The task in question does not run on a remote host – in fact, it’s not even running through PBS. It’s a script that fetches some data over the network. The suite wasn’t shutdown before execution (by me, anyway). It is a task that’s triggered by an external trigger (cycle point = wall clock time). When the suite starts, its initial cycle point is the next 15 minute mark. Upon startup, several other initialization/configuration tasks run. Typically they finish well before the 15 minute mark occurs; if so, the suite sits idle until that time. When those startup tasks are complete and the wall clock prerequisite is met, this task gets triggered.

OK, thanks for the additional info. The thick plottens… we’ll have think about how that could be possible (that the contact file is not found on the suite host, when a local task starts executing). Good news that you’re not using the variable for anything important at least. (It’s certainly not a useful variable in local jobs!).

This is very strange, because (on the suite host) the contact file is only written at start-up, and only removed at shut-down, but from your description the problem task job executes well between those two points.

@funkapus, in your Cylc job configuration, are you executing your environment-print script via the normal script or pre-script or post-script items, not - referring to @dwsutherland’s comment above - init-script which runs first thing in the job script, before the CYLC_ environment is exported.
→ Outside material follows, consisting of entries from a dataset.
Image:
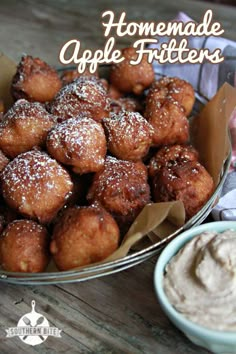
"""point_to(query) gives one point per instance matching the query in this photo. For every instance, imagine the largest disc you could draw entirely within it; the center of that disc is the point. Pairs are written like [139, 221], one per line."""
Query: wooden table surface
[118, 313]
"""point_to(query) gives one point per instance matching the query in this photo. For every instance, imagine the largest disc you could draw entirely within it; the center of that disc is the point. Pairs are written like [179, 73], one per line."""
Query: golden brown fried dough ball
[7, 215]
[2, 109]
[36, 185]
[129, 78]
[3, 161]
[168, 121]
[121, 188]
[80, 143]
[83, 236]
[129, 104]
[189, 182]
[177, 89]
[85, 96]
[35, 80]
[114, 93]
[170, 156]
[24, 247]
[129, 135]
[24, 127]
[70, 75]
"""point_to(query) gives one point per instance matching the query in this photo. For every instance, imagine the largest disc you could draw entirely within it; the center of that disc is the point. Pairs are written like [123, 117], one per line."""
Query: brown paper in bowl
[7, 70]
[209, 131]
[209, 134]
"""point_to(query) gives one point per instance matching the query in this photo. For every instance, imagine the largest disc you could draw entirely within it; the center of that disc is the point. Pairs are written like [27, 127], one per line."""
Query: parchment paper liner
[209, 134]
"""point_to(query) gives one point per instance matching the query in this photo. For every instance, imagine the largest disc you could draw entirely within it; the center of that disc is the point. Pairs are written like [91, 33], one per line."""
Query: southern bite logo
[33, 328]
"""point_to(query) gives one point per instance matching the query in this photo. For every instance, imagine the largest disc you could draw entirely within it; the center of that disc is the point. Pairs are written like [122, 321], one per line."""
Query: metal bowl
[96, 271]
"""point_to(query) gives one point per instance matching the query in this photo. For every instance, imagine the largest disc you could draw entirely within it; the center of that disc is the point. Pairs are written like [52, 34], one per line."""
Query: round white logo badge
[33, 328]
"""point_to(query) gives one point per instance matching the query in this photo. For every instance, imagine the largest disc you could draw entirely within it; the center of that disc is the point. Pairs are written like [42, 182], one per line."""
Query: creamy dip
[200, 281]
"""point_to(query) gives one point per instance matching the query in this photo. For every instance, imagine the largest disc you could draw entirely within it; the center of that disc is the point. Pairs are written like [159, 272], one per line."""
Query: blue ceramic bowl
[215, 341]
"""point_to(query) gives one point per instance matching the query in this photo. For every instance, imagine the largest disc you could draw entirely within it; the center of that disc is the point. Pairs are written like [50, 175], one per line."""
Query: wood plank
[114, 314]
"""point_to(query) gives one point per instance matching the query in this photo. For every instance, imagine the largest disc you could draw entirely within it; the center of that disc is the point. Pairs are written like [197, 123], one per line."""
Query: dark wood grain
[118, 313]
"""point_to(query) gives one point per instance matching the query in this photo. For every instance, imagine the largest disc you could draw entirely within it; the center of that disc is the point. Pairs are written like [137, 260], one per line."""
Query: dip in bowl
[212, 269]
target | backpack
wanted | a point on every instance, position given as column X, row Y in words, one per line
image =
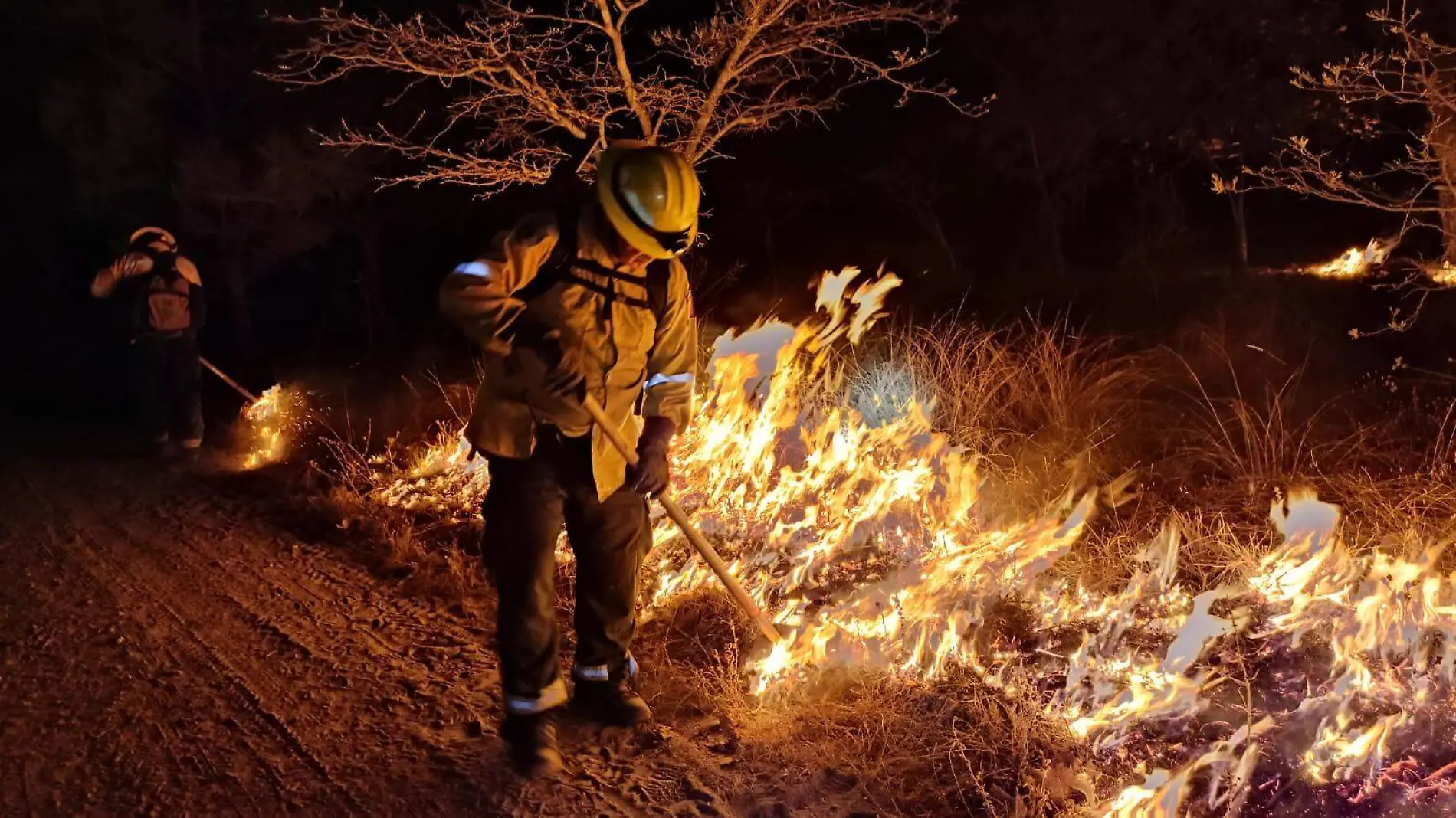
column 163, row 303
column 562, row 263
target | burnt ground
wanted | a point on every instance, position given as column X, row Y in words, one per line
column 166, row 648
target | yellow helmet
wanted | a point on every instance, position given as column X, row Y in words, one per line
column 147, row 236
column 650, row 194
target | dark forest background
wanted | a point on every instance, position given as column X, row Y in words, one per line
column 1084, row 192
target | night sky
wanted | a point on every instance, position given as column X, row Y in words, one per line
column 1082, row 191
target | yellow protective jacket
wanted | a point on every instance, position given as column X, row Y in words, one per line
column 638, row 360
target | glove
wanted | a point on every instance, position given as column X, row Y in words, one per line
column 653, row 473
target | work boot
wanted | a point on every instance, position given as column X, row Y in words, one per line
column 530, row 741
column 612, row 702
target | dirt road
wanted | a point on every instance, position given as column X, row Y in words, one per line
column 166, row 649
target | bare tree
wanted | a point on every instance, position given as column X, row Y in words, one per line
column 1420, row 182
column 523, row 82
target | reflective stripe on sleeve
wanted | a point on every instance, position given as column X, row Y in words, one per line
column 478, row 270
column 660, row 379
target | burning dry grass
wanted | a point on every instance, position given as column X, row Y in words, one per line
column 970, row 636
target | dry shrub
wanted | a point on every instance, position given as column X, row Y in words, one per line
column 1263, row 438
column 1038, row 402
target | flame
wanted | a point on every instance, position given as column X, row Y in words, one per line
column 1441, row 274
column 1356, row 263
column 871, row 545
column 270, row 425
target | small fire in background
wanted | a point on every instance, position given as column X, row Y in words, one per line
column 270, row 425
column 1441, row 274
column 1354, row 263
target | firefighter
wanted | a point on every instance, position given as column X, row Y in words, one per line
column 585, row 300
column 168, row 310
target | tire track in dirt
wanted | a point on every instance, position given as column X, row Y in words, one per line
column 339, row 695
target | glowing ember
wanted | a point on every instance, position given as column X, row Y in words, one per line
column 1354, row 263
column 270, row 425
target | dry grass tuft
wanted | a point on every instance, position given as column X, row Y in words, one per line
column 907, row 748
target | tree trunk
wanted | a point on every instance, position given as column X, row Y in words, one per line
column 1443, row 142
column 1241, row 231
column 1048, row 210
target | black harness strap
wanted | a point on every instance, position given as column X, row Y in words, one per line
column 562, row 265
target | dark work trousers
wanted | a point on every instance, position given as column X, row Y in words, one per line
column 168, row 371
column 524, row 509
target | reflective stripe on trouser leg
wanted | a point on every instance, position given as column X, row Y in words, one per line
column 553, row 696
column 592, row 672
column 602, row 672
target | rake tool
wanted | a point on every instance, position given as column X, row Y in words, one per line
column 249, row 396
column 700, row 543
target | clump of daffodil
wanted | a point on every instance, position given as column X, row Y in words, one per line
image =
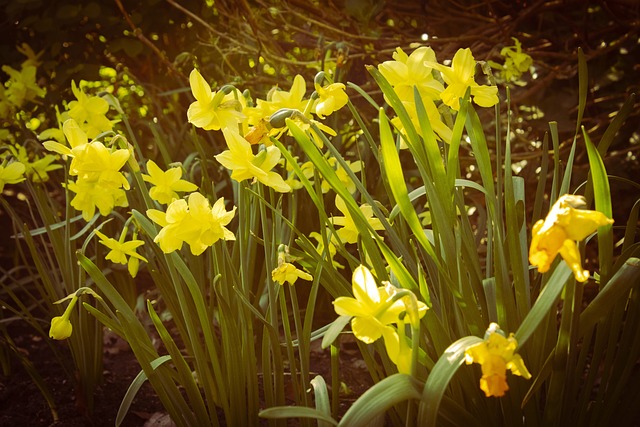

If you are using init-script it would fail every time though, not ~1/50 times, unless perhaps you background the process (init-script = print-env.py &) rather than running it serially (init-script = print-env.py)

Perhaps the problem is not directly related to Cylc? I doubt it’s some kind of filesystem issue because I think it’d turn up in some other way (it’s a busy system with several users). But if tasks communicate with the Cylc server via http/s by default (I haven’t changed any defaults on this machine), maybe it’s a symptom of some intermittent networking issue?

Unfortunately I nuked everything before realizing that the server log would be useful too.

One more question, can you clarify this statement:

but apparently unpredictably, the suite I’m developing fails during a run

“The suite fails” normally means the suite daemon aborted with an error (which would cause contact file deletion), but I’ve been assuming from the rest of your description that that did not happen. The only thing that failed was one of the jobs in the still-running suite. Is that right?